BCH2203 - Winter 2022: 6. Classify downloaded protein structures

Opened: Sunday, 10 April 2022, 12:00 AM

Due: Sunday, 17 April 2022, 11:59 PM

In this assignment, you'll be trying out the k-means methods on protein structures. The proteins structures to use correspond to the human hemoglobin protein, as found on the PDB at rcsb.org, by searching for hemoglobin, and selecting "Homo sapiens" and the best refinement resolution (<1.5 Angstrom). This results in the following 44 PDBIDs:

6LCX, 6LCW, 6KAO, 6KAP, 6L5V, 6KA9, 6KAI, 6KAH, 6KAE, 3S66, 7JY3,
2D5Z, 2W72, 7DY4, 7DY3, 2DN2, 2DN1, 2DN3, 1J40, 1J41, 1IRD, 5QR5,
5QQR, 5QR1, 5QQY, 4Y08, 6TX8, 4HF3, 5O10, 3ZOO, 5TY3, 3TEM, 6YA6,
3UVC, 4GR8, 7N5O, 6H5W, 6E4F, 4QC4, 6J6M, 7P8X, 7MU3, 3U9W, 4AJX

Your task is to write a script that

Uses Biopython's Bio.PDB module to download the protein structure with these PDBIDs
For each, extracts the 3-dimensional positions of all the atoms
Computes or determines N, the number of atoms stored in the structure, and M, the mean square displacement of atoms from the center, defined as

$$ M\ =\ \frac{1}{N} \sum_{i} \left[ (x_{i} -<x>)^{2} + (y_{i} -<y>)^{2} + (z_{i} -<z>)^{2}\right]$$

where

$$ <x> =\ \frac{1}{N} \sum_{i} x_{i},\ <y> =\ \frac{1}{N} \sum_{i} y_{i} ,\ <z> =\ \frac{1}{N} \sum_{i} z_{i} $$

With these 44 pairs of (N,M), performs a k-means clustering with the number of cluster set to 3, 4, 5, and 6.
And produces plots of the results.

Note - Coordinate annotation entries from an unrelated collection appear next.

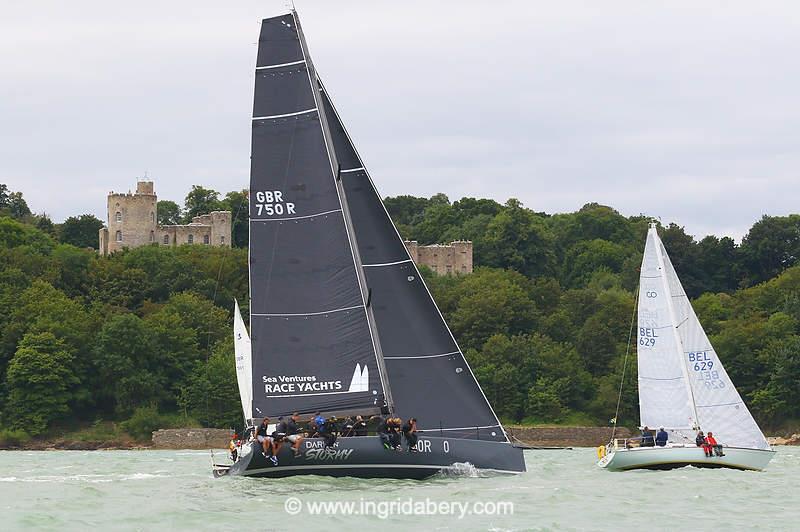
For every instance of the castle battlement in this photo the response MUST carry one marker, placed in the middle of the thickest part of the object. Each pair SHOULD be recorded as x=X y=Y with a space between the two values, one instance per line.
x=132 y=223
x=452 y=258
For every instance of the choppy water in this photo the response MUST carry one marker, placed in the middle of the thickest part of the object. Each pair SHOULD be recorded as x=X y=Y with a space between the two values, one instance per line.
x=562 y=490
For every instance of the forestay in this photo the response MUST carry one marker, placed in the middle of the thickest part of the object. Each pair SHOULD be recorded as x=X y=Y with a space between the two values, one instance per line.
x=312 y=344
x=244 y=362
x=719 y=407
x=682 y=383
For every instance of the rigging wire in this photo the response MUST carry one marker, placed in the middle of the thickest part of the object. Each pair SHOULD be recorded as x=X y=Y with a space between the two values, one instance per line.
x=625 y=363
x=216 y=285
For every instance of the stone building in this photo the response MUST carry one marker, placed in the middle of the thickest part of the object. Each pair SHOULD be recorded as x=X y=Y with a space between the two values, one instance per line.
x=132 y=223
x=443 y=259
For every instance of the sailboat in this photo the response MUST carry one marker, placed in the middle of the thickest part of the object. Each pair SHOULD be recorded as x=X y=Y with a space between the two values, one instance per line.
x=683 y=386
x=341 y=321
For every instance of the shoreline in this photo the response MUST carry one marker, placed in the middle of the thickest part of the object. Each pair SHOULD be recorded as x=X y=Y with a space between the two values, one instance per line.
x=204 y=439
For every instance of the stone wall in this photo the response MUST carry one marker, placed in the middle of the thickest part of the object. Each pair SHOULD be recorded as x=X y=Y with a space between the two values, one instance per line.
x=443 y=259
x=131 y=218
x=191 y=438
x=565 y=436
x=132 y=223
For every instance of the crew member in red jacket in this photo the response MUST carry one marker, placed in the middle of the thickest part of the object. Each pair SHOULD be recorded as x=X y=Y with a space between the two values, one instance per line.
x=711 y=444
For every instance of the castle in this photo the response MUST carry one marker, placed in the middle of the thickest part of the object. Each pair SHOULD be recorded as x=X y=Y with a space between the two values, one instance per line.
x=452 y=258
x=132 y=223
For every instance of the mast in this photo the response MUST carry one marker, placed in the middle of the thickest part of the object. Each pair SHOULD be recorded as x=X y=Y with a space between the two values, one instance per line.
x=351 y=234
x=678 y=342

The plots should be scatter plots of M and N, with the colour of each point determined by the cluster number found by the k-means method.

Your script may combine the four plots using subplots if you want. Submit your script and the four plots (or combination thereof) by April 17, 2022 at 23:55 PM.